Low-dose rivaroxaban more harmful than beneficial in advanced CKD patients at high CV risk

13 Jun 2026
Low-dose rivaroxaban more harmful than beneficial in advanced CKD patients at high CV risk

The use of low-dose rivaroxaban among patients with advanced chronic kidney disease (CKD) and high cardiovascular (CV) risk does little to reduce the risk of adverse CV events and may even contribute to increased bleeding events, according to the TRACK randomized clinical trial.
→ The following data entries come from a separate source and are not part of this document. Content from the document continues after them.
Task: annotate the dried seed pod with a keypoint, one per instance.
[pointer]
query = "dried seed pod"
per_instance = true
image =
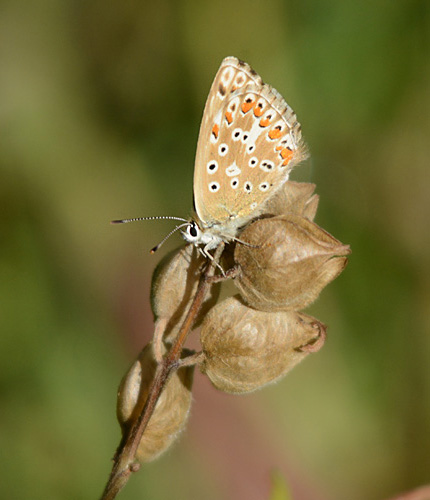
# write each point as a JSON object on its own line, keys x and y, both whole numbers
{"x": 174, "y": 284}
{"x": 292, "y": 260}
{"x": 171, "y": 411}
{"x": 296, "y": 198}
{"x": 246, "y": 349}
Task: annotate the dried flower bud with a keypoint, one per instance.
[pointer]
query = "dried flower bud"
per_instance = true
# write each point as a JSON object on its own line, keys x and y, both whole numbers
{"x": 246, "y": 349}
{"x": 292, "y": 261}
{"x": 296, "y": 198}
{"x": 174, "y": 284}
{"x": 170, "y": 413}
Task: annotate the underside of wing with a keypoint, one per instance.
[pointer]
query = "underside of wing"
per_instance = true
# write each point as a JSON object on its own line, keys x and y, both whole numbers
{"x": 246, "y": 149}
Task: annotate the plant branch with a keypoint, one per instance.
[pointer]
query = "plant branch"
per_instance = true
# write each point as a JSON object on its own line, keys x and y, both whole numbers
{"x": 124, "y": 459}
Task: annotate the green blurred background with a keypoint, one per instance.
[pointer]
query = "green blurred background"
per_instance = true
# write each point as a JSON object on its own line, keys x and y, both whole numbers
{"x": 100, "y": 105}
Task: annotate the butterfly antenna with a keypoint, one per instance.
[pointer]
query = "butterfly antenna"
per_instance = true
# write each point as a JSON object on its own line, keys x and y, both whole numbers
{"x": 153, "y": 250}
{"x": 123, "y": 221}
Conducted at 90 centres across 12 countries, TRACK involved adults with CKD stage 4 or 5 and those with dialysis-dependent kidney failure. All participants had at least one risk factor for increased CV events (ie, age ≥65 years, coronary artery disease, nonhaemorrhagic/nonlacunar stroke, peripheral artery disease, diabetes).

A total of 1,458 participants (mean age 63.2 years, 29.6 percent female) were randomly assigned to receive rivaroxaban 2.5 mg twice daily (n=727) or placebo (n=731). The primary outcome was a composite of CV death, nonfatal myocardial infarction, stroke, or a peripheral artery disease event. The primary safety outcome was major bleeding.

Of the participants, 1,360 (93.3 percent) completed the study. Over a median follow-up of 1.7 years, the primary outcome occurred in 22.6 percent of patients in the low-dose rivaroxaban group and 20.7 percent of those in the placebo group. The corresponding incidence rates were 13 and 11.8 events per 100 person-years, (hazard ratio [HR], 1.09, 95 percent confidence interval [CI], 0.87–1.36; p=0.46).

Major bleeding occurred with greater frequency in the low-dose rivaroxaban group than in the placebo group (8.8 percent vs 6 percent), at 5.1 vs 3.4 events per 100 person-years (HR, 1.51, 95 percent CI, 1.02–2.22; p=0.04), respectively.